The revitalized Docklands across the river has been transformed into an international place of business and recreation, filled with some of London's smartest new restaurants. The excellent Museum of London Docklands, in the old Georgian warehouses, brings to life the river, port, and its people from Roman times to the present through hands-on displays that are especially interesting for children.
19. Kew Gardens
Kew Gardens - officially called the Royal Botanic Gardens - is situated in southwest London on the south bank of the Thames and is a wonderful place to visit as you enjoy the numerous plants grown amid its 300 acres. Laid out in 1759, the gardens became government property in 1841. In 1897, Queen Victoria added Queen's Cottage and the adjoining woodland. A variety of tours are available free with admission, and many musical and cultural events are held here throughout the year.
Where to Stay in London for Sightseeing
London's top tourist attractions are spread out over several different areas of the city. If you want to spend time sightseeing, it's a good idea to base yourself in a central location and use the city's excellent public transport system to travel between the sites. Here are some highly-rated hotels in central London:
Luxury Accommodation: When it comes to posh hotels, the grande dames still grace the list of London's best. Pampering guests for more than a century are The Goring, a stone's throw from Buckingham Palace, while The Langham, in the heart of the West End, has played host to royals and celebrities for more than 150 years. A few steps from Trafalgar Square is the Corinthia Hotel London, with a rooftop terrace and luxurious afternoon teas. The Ritz London, also known for teas, is handy to the posh shops of Mayfair.
Mid-Range Accommodation: The Fielding Hotel, a popular boutique property, places you right near Covent Garden, one of the city's most touristy areas. Handy for those arriving by train from Heathrow or Gatwick airports, The Grosvenor Hotel is right over Victoria Station. About a 15-minute stroll from Covent Garden, Bloomsbury was once London's literary hub and is now home to one of the city's top attractions, the British Museum, as well as highly-rated mid-range hotels such as The Montague on the Gardens and The Bloomsbury Hotel London. Both are also a short stroll from Oxford Street shopping.
Budget Accommodation: If you're watching your wallet, the Premier Inn London Kensington is an affordable option minutes from museums and Earls Court tube station. You can also head north and try The Alhambra Hotel or Jesmond Dene Hotel, both near busy King's Cross tube station, a major transport hub.

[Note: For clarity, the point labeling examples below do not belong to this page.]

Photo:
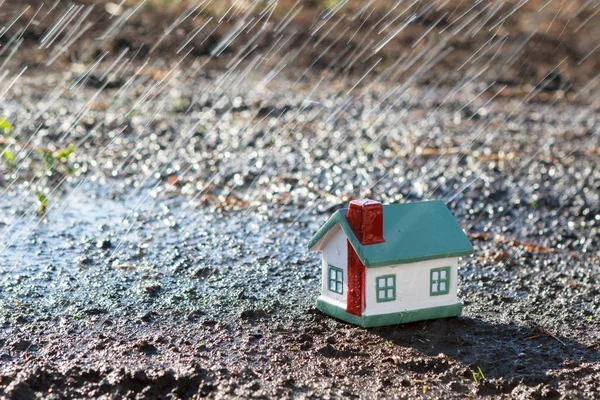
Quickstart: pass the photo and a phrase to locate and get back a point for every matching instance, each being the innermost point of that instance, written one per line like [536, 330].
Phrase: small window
[386, 288]
[440, 281]
[336, 280]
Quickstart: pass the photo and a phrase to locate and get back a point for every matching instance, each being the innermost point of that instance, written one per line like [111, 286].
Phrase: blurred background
[163, 164]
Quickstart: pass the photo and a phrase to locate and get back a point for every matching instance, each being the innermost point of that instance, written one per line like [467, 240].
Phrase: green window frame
[386, 288]
[335, 282]
[439, 282]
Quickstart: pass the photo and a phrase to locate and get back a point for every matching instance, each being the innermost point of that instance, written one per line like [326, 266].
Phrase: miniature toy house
[390, 264]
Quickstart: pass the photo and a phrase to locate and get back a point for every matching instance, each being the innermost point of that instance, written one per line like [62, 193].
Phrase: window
[386, 288]
[440, 281]
[336, 280]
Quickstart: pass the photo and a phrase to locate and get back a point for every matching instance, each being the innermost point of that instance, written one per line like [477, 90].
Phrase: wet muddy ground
[161, 274]
[154, 215]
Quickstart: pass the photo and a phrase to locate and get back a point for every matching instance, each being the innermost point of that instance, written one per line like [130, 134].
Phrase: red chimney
[365, 217]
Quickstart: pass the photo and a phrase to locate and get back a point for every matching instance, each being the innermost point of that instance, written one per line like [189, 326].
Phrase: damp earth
[154, 222]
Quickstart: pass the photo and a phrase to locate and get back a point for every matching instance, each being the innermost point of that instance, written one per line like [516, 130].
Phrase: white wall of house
[412, 287]
[335, 253]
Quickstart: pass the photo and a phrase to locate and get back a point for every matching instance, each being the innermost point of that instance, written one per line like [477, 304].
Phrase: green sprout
[9, 157]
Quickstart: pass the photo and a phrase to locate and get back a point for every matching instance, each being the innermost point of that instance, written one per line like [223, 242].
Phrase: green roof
[413, 232]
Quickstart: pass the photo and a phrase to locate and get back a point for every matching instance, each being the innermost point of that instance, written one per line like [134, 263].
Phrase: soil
[166, 255]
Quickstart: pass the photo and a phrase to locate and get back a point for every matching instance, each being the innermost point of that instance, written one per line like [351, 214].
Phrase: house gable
[414, 232]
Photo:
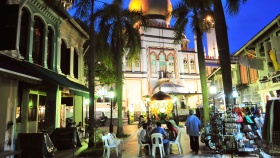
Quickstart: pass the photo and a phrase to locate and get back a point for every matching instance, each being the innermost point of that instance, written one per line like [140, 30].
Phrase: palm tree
[196, 11]
[222, 41]
[116, 26]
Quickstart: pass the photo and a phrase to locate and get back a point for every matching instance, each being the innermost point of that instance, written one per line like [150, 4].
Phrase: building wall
[8, 102]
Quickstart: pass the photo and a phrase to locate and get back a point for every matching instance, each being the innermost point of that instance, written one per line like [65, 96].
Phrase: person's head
[145, 125]
[169, 125]
[158, 124]
[191, 112]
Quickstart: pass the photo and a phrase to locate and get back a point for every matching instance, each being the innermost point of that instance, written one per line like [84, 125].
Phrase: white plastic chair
[177, 142]
[119, 141]
[140, 144]
[157, 141]
[109, 143]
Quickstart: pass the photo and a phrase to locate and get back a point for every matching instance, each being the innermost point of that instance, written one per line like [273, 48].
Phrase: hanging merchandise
[273, 59]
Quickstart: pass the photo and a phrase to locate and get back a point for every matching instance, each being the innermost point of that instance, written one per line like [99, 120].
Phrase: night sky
[253, 16]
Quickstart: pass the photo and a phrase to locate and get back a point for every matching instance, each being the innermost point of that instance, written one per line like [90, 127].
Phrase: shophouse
[41, 68]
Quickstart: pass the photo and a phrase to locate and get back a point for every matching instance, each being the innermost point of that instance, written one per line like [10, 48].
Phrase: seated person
[172, 131]
[103, 119]
[159, 129]
[174, 124]
[144, 135]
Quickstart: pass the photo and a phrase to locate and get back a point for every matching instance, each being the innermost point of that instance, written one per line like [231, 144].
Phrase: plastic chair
[114, 137]
[157, 141]
[140, 144]
[109, 143]
[177, 142]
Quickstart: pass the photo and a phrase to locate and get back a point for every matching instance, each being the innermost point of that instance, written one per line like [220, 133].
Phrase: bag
[239, 117]
[247, 128]
[249, 120]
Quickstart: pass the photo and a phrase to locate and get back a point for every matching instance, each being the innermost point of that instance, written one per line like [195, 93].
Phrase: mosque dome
[153, 9]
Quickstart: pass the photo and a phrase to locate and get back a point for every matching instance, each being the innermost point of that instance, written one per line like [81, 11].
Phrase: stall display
[271, 128]
[217, 136]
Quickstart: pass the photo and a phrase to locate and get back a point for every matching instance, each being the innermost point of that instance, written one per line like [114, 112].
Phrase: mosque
[162, 67]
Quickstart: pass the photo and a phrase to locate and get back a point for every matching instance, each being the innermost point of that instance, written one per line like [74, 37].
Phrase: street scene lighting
[111, 96]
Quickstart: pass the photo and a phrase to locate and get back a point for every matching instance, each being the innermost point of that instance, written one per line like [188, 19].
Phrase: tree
[196, 11]
[120, 28]
[232, 7]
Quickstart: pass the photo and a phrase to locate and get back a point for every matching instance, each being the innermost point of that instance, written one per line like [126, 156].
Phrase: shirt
[193, 125]
[160, 130]
[143, 135]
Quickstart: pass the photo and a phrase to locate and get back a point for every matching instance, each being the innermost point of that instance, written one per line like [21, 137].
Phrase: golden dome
[154, 9]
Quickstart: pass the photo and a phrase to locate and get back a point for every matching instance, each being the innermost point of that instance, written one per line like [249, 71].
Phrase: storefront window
[32, 107]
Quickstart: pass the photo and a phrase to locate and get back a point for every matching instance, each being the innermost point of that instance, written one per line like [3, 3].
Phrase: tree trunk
[202, 73]
[119, 85]
[223, 49]
[91, 83]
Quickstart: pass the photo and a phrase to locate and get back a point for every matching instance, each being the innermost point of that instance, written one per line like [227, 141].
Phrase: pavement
[131, 147]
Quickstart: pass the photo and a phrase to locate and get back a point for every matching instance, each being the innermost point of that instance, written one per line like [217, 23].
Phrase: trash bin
[131, 118]
[65, 138]
[35, 145]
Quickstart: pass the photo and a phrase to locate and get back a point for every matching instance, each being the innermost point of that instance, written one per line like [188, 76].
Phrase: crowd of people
[170, 132]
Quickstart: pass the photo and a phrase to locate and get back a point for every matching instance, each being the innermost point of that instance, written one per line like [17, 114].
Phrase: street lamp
[213, 91]
[175, 104]
[111, 96]
[234, 95]
[148, 107]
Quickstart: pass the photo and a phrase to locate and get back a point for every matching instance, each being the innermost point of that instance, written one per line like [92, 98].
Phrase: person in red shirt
[171, 131]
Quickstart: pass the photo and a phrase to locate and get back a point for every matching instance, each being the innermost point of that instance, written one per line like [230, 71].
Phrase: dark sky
[254, 15]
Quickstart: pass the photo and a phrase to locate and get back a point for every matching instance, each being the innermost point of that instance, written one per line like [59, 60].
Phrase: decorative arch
[25, 17]
[163, 54]
[39, 31]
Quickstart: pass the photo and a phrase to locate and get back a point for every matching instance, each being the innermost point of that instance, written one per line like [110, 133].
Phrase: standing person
[144, 134]
[193, 126]
[159, 129]
[172, 131]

Tips and Tours: How to Make the Most of Your Visit to London
Seeing the Sights. One of the best ways to see the sights of London is on a traditional, double-decker Hop-On Hop-Off London Sightseeing Tour. This has been the classic sightseeing tour for years, and it's popular for good reason: it's easy, convenient, informative, and ensures you see the most important attractions. Tickets are flexible, with open dates, and are valid for a 24-hour period. Even if you are in London for several days, this is a great way to spend a day getting oriented, especially for first-time visitors to the city.
Day Trips. Beyond the city, there are some excellent sightseeing opportunities that can be easily undertaken on a day trip tour from London. The Stonehenge, Windsor Castle, and Bath Day Trip from London is an 11-hour guided trip that takes visitors to these must-see destinations. It's a great way to see the surroundings without the hassle of driving, navigating, and parking.
Harry Potter Experience. Fans of Harry Potter will definitely want to take the Warner Brother's Studio Tour - The Making of Harry Potter for a behind-the-scenes look at the creation of the movie and a walk through the incredible sets where the film was made. Visitors can explore the site on their own, see the costumes and props, wander through the Great Hall, and learn about the whole experience of filming. The tour includes transportation to and from the studios from central London and an entrance ticket.